5. Dry Sump Lubrication System:

This system consists of two pumps.

  • One scavenging pump placed below the sump, other pressure pump placed at the tank.
  • Scavenging pumps supply lubricating oil to the main tank through the filter and, a pressure pump supplies oil to the different parts of an engine through the oil cooler.
  • A dry-sump system gets you a couple of bonuses: First, it means the engine can sit a little lower, which gives the car a lower center of gravity and improves stability at speed.
  • Second, it keeps extra oil from soaking the crankshaft, which can lower horsepower.
  • And, since the sump can be located anywhere, it can also be any size and shape.
  • In this system, the pressure of oil is about 4 to 5 kg/cm2.
  • Here sump is kept dry. Hence called a Dry sump lubrication system.
  • This type of system is used in the sports car, and certain military vehicles extra.
  • In brief, an engine lubrication system in which the lubricating oil is carried in an external tank and not internally in a slump.
  • The sump is kept relatively free from oil by scavenging pumps, which return the oil to the tank after cooling.
  • The opposite of a wet sump system.
  • The pumping capacity of scavenging pumps is higher than that of the engine-driven pumps supplying oil to the system.

6. Wet Sump Lubrication System:

  • In this system, the oil is delivered from the sump strainer to different engine parts.
  • In this system, the pressure of oil is about 4 to 5kg/cm2.
  • After lubrication oil is drawn back to the oil sump.
  • In this case, the oil is always present in the sump.
  • Hence called a wet sump lubrication system.
  • The advantage of a wet sump system is its simplicity. And the oil is close to where it will be used, there aren’t too many parts to engineer or repair, and it’s relatively cheap to build into a car.


What is an engine lubrication system?

The Engine lubrication system is considered to give a flow to the clean oil at the accurate temperature, with a appropriate pressure to each part of the engine.

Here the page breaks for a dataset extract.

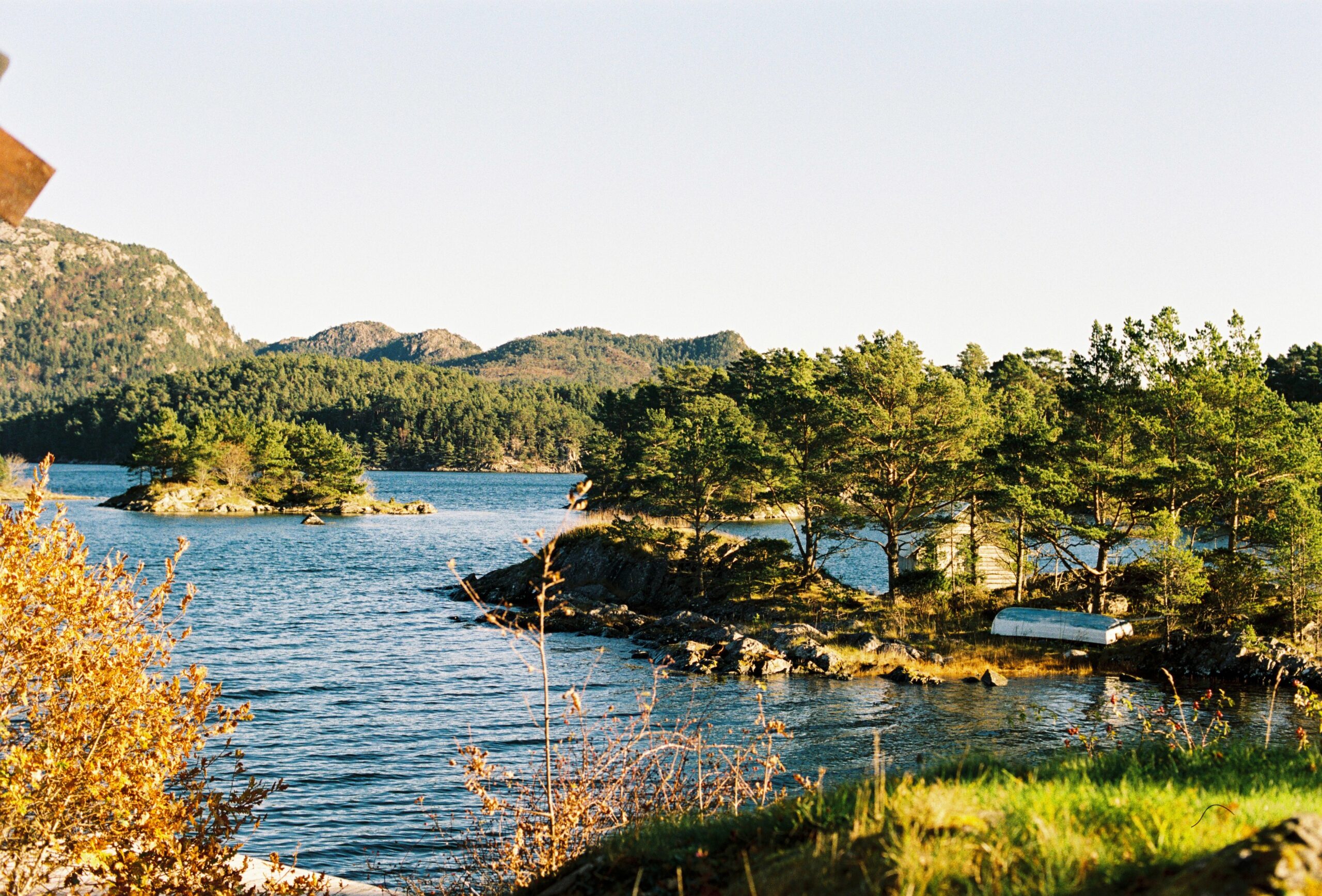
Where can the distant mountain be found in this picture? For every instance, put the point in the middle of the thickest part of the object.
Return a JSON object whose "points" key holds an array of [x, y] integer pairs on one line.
{"points": [[586, 355], [595, 356], [429, 347], [78, 312], [369, 340], [344, 341]]}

Why does an engine need lubrication?

Engine oil must lubricate the various parts of an engine to reduce friction and minimize unnecessary loss of power. A well-lubricated engine will burn fuel more effectively and therefore perform better.

What would happen to an engine without a lubrication system?

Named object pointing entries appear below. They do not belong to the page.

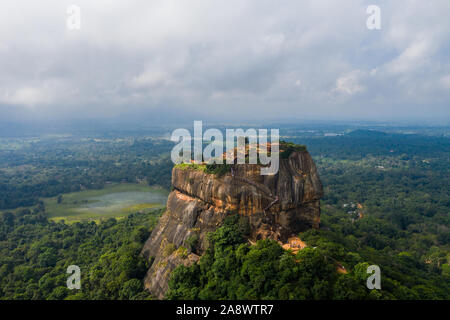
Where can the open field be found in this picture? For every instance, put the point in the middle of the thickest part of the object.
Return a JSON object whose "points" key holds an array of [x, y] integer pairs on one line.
{"points": [[114, 201]]}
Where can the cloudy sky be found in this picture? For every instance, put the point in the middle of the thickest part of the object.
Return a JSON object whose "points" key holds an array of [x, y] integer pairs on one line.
{"points": [[253, 59]]}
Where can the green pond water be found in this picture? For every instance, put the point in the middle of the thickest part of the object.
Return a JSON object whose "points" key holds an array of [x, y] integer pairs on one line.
{"points": [[121, 200]]}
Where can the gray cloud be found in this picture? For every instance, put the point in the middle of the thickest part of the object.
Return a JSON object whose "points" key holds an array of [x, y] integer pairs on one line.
{"points": [[256, 59]]}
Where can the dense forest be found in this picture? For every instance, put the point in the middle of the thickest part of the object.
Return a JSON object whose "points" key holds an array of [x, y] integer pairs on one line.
{"points": [[386, 203], [35, 254], [35, 168]]}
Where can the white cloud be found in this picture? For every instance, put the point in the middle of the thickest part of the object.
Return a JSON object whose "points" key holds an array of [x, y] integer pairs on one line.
{"points": [[253, 56], [349, 83]]}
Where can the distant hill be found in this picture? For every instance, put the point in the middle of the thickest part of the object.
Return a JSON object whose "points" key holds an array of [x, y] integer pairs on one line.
{"points": [[366, 133]]}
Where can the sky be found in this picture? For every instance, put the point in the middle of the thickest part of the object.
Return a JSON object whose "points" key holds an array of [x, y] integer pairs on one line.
{"points": [[231, 60]]}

Lubrication plays a key role in the life expectancy of an engine. Without oil, an engine would succumb to overheating and seizing very quickly. Lubricants help mitigate this problem, and if properly monitored and maintained, can extend the life of your motor.

What is the major cause of lubricating system failure?

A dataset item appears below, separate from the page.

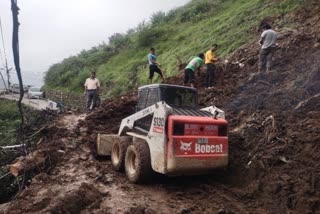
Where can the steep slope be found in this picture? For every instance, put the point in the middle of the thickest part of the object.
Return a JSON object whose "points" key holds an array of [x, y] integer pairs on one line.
{"points": [[274, 143], [122, 64]]}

Moisture is one of the main failures of lubricating oils because it greatly increases the oxidation rate of the lubricant. Foreign material: Foreign materials in oils such as particles very seldom affect the lubrication oils but greatly decrease the life of the equipment components.

What is the most common problem in a lubricating system?

Through visual inspections the most common cases of lubrication problems that are diagnosed are: Lubricant degradation in gearboxes. Bearings with contaminated grease or over-greased. Contamination of lubricant with metallic particles in gearboxes or bearings.